Gain scheduling is an approach to control of nonlinear systems using a family of linear controllers, each providing satisfactory control for a different operating point of the system. Gain-scheduled control is typically implemented using a controller whose gains are automatically adjusted as a function of scheduling variables that describe the current operating point. Such variables can include time, external operating conditions, or system states such as orientation or velocity.

Gain-scheduled control systems are often designed by choosing a small set of operating points, the design points, and designing a suitable linear controller for each point. In operation, the system switches or interpolates between these controllers according to the current values of the scheduling variables.

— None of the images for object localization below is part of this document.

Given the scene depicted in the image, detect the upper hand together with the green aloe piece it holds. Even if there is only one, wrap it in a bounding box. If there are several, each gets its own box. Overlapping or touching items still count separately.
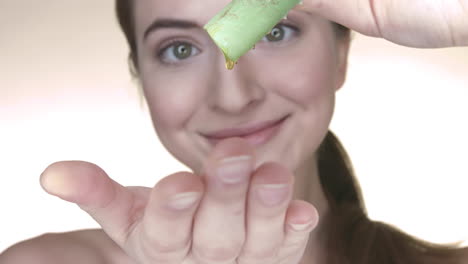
[205,0,468,61]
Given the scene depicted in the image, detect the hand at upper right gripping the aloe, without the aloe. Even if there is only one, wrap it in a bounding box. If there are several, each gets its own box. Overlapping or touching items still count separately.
[297,0,468,48]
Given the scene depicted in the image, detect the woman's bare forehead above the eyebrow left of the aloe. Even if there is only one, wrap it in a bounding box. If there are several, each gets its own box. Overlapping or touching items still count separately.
[134,0,230,30]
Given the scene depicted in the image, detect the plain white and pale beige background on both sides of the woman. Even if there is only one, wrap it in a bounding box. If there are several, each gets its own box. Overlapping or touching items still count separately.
[0,0,468,251]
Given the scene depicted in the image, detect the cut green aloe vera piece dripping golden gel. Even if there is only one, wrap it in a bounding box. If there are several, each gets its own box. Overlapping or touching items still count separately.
[204,0,302,69]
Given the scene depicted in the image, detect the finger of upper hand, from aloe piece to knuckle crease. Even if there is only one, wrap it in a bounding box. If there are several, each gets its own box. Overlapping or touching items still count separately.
[293,0,381,37]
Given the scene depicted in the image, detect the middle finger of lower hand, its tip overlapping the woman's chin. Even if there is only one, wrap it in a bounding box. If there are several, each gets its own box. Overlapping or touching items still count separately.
[192,138,254,263]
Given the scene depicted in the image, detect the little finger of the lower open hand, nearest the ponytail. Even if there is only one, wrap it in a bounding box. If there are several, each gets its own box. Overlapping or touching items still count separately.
[279,200,319,263]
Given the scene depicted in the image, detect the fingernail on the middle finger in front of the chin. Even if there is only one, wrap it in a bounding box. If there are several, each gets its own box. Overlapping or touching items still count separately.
[217,155,252,184]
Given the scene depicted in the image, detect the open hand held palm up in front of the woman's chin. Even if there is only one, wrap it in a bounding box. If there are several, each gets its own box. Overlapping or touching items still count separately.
[41,139,318,264]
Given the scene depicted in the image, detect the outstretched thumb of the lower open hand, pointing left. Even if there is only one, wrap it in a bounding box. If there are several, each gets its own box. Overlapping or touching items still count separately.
[40,161,144,245]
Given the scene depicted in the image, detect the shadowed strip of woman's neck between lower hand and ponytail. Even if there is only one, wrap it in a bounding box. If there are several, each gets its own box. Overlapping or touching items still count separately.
[294,155,329,264]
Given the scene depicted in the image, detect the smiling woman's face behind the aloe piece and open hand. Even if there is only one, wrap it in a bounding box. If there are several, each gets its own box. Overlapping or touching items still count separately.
[134,0,347,172]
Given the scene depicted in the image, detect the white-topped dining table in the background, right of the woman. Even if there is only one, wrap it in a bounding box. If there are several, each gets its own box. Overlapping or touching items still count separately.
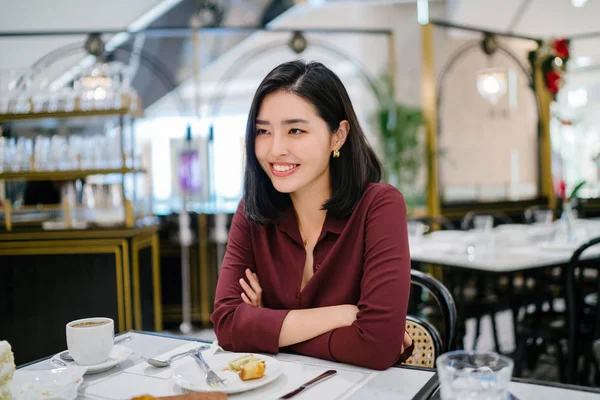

Gain scheduling is most suitable when the scheduling variables are external parameters that vary slowly compared to the control bandwidth, such as the ambient temperature of a chemical reaction or the speed of a cruising aircraft. Gain scheduling is most challenging when the scheduling variables depend on fast-varying states of the system. Because local linear performance near operating points is no guarantee of global performance in nonlinear systems, extensive simulation-based validation is required. See [1] for an overview of gain scheduling and its challenges.

To design a gain-scheduled control system, you need:

  • An operating range, defined as a set of ranges within which the values of relevant system parameters remain during operation. For instance, if your system is a cruising aircraft, then the operating range might be an incidence angle between –20° and 20° and airspeed in the range 200-250 m/s.

  • Some measurable variables that indicate where in the operating range the system is at a given time. These signals are the scheduling variables. For the aircraft system, the scheduling variables might be the incidence angle and the airspeed.

  • A gain schedule, which comprises the formulas or data tables that return the appropriate controller gains for given values of the scheduling variables. For the aircraft system, the gain schedule gives appropriate controller gains for any combination of incidence angle and airspeed within the operating range.

Gain Scheduling in Simulink

Control System Toolbox™ provides blocks that help you model gain-scheduled control systems in Simulink®. These blocks let you implement common control-system elements with variable parameters. For instance, the Varying PID Controller block accepts PID gains as inputs. In your model, you use blocks such as n-D Lookup Table or MATLAB Function blocks to implement the gain schedule. For more information and examples, see Model Gain-Scheduled Control Systems in Simulink.

Tune Gain Schedules

If you have Simulink Control Design™, you can use systune to tune gain schedules to achieve a control system that meets performance objectives across the entire operating range. For more information, see Tune Gain Schedules in Simulink.

References

[1] Rugh, W.J., and J.S. Shamma, “Research on Gain Scheduling”, Automatica, 36 (2000), pp. 1401-1425.